Considerations for using buffered inserts

Buffered inserts exhibit behaviors that can affect an application program. This behavior is caused by the asynchronous nature of the buffered inserts. Based on the values of the row's distribution key, each inserted row is placed in a buffer destined for the correct partition. These buffers are sent to their destination partitions as they become full, or an event causes them to be flushed. You must be aware of the following, and account for them when designing and coding the application:

Certain error conditions for inserted rows are not reported when the INSERT statement is executed. They are reported later, when the first statement other than the INSERT (or INSERT to a different table) is executed, such as DELETE, UPDATE, COMMIT, or ROLLBACK. Any statement or API that closes the buffered insert statement can see the error report. Also, any invocation of the insert itself may see an error of a previously inserted row. Moreover, if a buffered insert error is reported by another statement, such as UPDATE or COMMIT, Db2® will not attempt to execute that statement.
An error detected during the insertion of a group of rows causes all the rows of that group to be backed out. A group of rows is defined as all the rows inserted through executions of a buffered insert statement:
- From the beginning of the unit of work,
- Since the statement was prepared (if it is dynamic), or
- Since the previous execution of another updating statement. For a list of statements that close (or flush) a buffered insert, see the description of buffered inserts in partitioned database environments.
An inserted row may not be immediately visible to SELECT statements issued after the INSERT by the same application program, if the SELECT is executed using a cursor.

A buffered INSERT statement is either open or closed. The first invocation of the statement opens the buffered INSERT, the row is added to the appropriate buffer, and control is returned to the application. Subsequent invocations add rows to the buffer, leaving the statement open. While the statement is open, buffers may be sent to their destination partitions, where the rows are inserted into the target table's partition. If any statement or API that closes a buffered insert is invoked while a buffered INSERT statement is open (including invocation of a different buffered INSERT statement), or if a PREPARE statement is issued against an open buffered INSERT statement, the open statement is closed before the new request is processed. If the buffered INSERT statement is closed, the remaining buffers are flushed. The rows are then sent to the target partitions and inserted. Only after all the buffers are sent and all the rows are inserted does the new request begin processing.

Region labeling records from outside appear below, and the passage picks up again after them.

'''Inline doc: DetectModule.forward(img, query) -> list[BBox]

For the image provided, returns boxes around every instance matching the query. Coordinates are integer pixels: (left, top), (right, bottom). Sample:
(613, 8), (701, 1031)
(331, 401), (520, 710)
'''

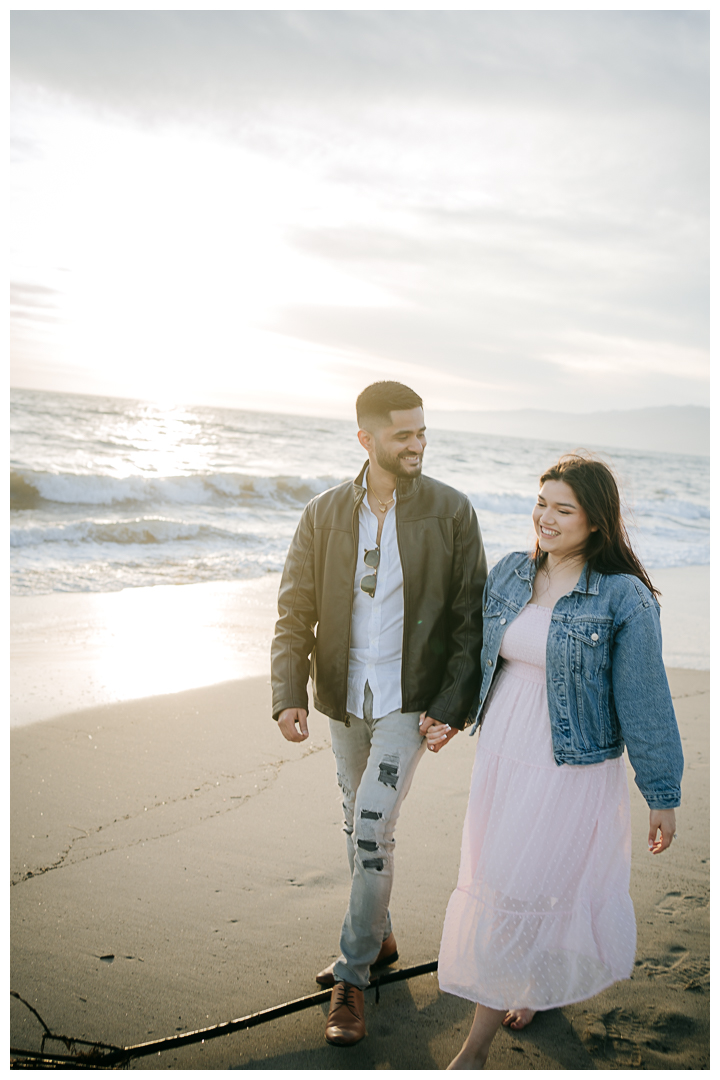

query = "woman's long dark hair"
(533, 453), (660, 597)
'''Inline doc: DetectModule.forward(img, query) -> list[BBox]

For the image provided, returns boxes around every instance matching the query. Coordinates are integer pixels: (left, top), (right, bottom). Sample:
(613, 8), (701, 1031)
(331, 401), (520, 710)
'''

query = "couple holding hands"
(272, 382), (683, 1069)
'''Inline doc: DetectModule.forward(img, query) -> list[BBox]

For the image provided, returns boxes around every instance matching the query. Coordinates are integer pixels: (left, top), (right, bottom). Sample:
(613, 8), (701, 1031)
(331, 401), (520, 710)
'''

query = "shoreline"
(10, 669), (709, 1070)
(10, 566), (709, 728)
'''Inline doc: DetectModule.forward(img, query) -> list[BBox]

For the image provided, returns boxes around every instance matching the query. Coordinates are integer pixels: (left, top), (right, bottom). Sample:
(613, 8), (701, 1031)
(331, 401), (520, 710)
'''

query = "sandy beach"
(11, 567), (709, 1069)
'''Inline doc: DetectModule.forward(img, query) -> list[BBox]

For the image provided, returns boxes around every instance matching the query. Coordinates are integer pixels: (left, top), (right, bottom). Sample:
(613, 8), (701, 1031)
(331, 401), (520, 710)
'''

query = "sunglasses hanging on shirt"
(361, 548), (380, 599)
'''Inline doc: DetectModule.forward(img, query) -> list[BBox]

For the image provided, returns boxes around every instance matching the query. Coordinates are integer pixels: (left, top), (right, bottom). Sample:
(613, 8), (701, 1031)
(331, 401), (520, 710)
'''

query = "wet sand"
(11, 653), (709, 1069)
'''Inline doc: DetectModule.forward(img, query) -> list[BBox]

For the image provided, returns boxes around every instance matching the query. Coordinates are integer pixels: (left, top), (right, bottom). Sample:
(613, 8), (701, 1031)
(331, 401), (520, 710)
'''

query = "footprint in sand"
(635, 945), (710, 993)
(573, 1009), (703, 1069)
(655, 892), (708, 915)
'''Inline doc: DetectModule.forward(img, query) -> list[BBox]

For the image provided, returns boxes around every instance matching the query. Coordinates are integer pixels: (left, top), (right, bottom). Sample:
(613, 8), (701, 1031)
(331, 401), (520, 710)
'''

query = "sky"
(11, 10), (709, 417)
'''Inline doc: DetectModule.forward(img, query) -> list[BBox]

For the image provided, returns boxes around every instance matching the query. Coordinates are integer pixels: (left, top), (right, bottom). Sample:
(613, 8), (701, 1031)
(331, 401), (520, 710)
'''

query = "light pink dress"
(437, 605), (636, 1009)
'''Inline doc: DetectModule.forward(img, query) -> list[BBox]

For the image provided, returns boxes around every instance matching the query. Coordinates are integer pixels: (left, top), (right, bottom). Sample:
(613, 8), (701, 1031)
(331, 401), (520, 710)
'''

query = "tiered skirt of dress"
(438, 605), (636, 1010)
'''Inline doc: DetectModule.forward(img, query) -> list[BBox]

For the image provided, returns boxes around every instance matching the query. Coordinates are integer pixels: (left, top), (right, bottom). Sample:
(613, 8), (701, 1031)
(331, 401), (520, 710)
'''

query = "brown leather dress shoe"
(315, 930), (397, 986)
(325, 983), (365, 1047)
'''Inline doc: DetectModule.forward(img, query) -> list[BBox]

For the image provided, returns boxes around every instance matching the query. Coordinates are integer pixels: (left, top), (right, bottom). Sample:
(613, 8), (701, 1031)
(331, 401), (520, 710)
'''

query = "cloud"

If errors are detected during the closing of the INSERT statement, the SQLCA for the new request will be filled in describing the error, and the new request is not done. Also, the entire group of rows that were inserted through the buffered INSERT statement since it was opened are removed from the database. The state of the application will be as defined for the particular error detected. For example:

If the error is a deadlock, the transaction is rolled back (including any changes made before the buffered insert section was opened).
If the error is a unique key violation, the state of the database is the same as before the statement was opened. The transaction remains active, and any changes made before the statement was opened are not affected.

For example, consider the following application that is bound with the buffered insert option:

   EXEC SQL UPDATE t1 SET COMMENT='about to start inserts';
   DO UNTIL EOF OR SQLCODE < 0;
     READ VALUE OF hv1 FROM A FILE;
     EXEC SQL INSERT INTO t2 VALUES (:hv1);
     IF 1000 INSERTS DONE, THEN DO
        EXEC SQL INSERT INTO t3 VALUES ('another 1000 done');
        RESET COUNTER;
     END;
   END;
   EXEC SQL COMMIT;

Suppose the file contains 8 000 values, but value 3 258 is not legal (for example, a unique key violation). Each 1 000 inserts results in the execution of another SQL statement, which then closes the INSERT INTO t2 statement. During the fourth group of 1 000 inserts, the error for value 3 258 will be detected. It may be detected after the insertion of more values (not necessarily the next one). In this situation, an error code is returned for the INSERT INTO t2 statement.

The error may also be detected when an insertion is attempted on table t3, which closes the INSERT INTO t2 statement. In this situation, the error code is returned for the INSERT INTO t3 statement, even though the error applies to table t2.

Suppose, instead, that you have 3 900 rows to insert. Before being told of the error on row number 3 258, the application may exit the loop and attempt to issue a COMMIT. The unique-key-violation return code will be issued for the COMMIT statement, and the COMMIT will not be performed. If the application wants to COMMIT the 3 000 rows that are in the database thus far (the last execution of EXEC SQL INSERT INTO t3 ... ends the savepoint for those 3 000 rows), the COMMIT has to be reissued. Similar considerations apply to ROLLBACK as well.

Note: When using buffered inserts, you should carefully monitor the SQLCODES returned to avoid having the table in an indeterminate state. For example, if you remove the SQLCODE < 0 clause from the THEN DO statement in the above example, the table could end up containing an indeterminate number of rows.